[alsa-devel] Silencing plops / click sounds on start / stop of playing audio when snd_hda_intel.power_save=1
Hi All,
For Fedora 28 we plan to ship the kernel with snd_hda_intel.power_save defaulting to 1:
https://fedoraproject.org/wiki/Changes/ImprovedLaptopBatteryLife
We've had an update for F27 in updates-testing for a while which made the same change for F27, but we've received several bug reports about plops / click sounds on start / stop of playing audio:
https://bugzilla.redhat.com/show_bug.cgi?id=1525104
I know others have probably already tried fixing this, but I'm wondering if there are any ideas how to fix this / things to try?
Ideas of my own:
1) Mute the speakers / headphone output in the mixer before activating power-saving. Question how hard would it be to make this happen?

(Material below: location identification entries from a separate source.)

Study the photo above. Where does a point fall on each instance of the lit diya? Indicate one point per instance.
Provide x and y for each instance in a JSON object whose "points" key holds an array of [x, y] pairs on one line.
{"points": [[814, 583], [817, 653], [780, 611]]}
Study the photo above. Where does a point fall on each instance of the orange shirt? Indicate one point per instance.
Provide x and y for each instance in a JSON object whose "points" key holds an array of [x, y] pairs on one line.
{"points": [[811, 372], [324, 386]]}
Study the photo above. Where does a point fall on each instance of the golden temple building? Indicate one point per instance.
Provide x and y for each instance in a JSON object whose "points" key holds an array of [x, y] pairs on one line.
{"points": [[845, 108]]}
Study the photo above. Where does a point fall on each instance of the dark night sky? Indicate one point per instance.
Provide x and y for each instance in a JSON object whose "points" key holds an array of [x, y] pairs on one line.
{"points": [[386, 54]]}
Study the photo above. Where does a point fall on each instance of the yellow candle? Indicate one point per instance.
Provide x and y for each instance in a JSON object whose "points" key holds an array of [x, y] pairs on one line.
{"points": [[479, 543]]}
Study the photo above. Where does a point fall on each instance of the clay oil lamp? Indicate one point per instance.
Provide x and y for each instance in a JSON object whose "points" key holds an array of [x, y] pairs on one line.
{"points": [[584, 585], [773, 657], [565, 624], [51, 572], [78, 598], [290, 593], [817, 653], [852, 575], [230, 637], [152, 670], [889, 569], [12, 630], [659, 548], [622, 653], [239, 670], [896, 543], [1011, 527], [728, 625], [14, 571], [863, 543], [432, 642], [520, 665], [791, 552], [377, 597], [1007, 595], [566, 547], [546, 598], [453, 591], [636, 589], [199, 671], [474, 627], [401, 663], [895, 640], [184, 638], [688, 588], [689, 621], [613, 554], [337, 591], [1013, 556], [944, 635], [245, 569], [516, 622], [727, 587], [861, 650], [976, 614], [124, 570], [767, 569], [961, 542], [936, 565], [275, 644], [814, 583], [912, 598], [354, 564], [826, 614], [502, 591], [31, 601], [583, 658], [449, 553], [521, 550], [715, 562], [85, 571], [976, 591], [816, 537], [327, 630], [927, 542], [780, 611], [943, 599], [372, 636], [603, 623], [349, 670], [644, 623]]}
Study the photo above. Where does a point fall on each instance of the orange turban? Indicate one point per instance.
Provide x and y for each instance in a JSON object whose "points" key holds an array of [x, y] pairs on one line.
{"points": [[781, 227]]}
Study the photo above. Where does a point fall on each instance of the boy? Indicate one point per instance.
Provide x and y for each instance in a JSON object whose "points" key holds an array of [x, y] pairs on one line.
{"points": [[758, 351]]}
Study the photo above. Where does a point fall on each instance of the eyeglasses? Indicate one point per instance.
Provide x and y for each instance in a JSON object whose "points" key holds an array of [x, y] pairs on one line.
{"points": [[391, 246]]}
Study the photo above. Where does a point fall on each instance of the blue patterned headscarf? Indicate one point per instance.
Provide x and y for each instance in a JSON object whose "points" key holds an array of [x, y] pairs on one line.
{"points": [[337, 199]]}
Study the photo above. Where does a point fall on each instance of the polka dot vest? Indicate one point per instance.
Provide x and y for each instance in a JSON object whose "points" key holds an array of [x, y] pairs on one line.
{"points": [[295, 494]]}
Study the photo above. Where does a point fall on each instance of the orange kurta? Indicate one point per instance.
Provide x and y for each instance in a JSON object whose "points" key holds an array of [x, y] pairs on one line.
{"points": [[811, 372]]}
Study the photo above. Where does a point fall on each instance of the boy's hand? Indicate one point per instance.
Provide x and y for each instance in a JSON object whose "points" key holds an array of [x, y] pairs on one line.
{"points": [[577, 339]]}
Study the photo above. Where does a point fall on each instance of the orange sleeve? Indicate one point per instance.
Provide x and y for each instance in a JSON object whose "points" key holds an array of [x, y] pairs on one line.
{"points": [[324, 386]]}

2) Put a delay between various steps involved in turning things off / on.
Regards,
Hans
Dne 15.12.2017 v 13:35 Hans de Goede napsal(a):
Hi All,
For Fedora 28 we plan to ship the kernel with snd_hda_intel.power_save defaulting to 1:
https://fedoraproject.org/wiki/Changes/ImprovedLaptopBatteryLife
We've had an update for F27 in updates-testing for a while which made the same change for F27, but we've received several bug reports about plops / click sounds on start / stop of playing audio:
https://bugzilla.redhat.com/show_bug.cgi?id=1525104
I know others have probably already tried fixing this, but I'm wondering if there are any ideas how to fix this / things to try?
Ideas of my own:
- Mute the speakers / headphone output in the mixer before
activating power-saving. Question how hard would it be to make this happen?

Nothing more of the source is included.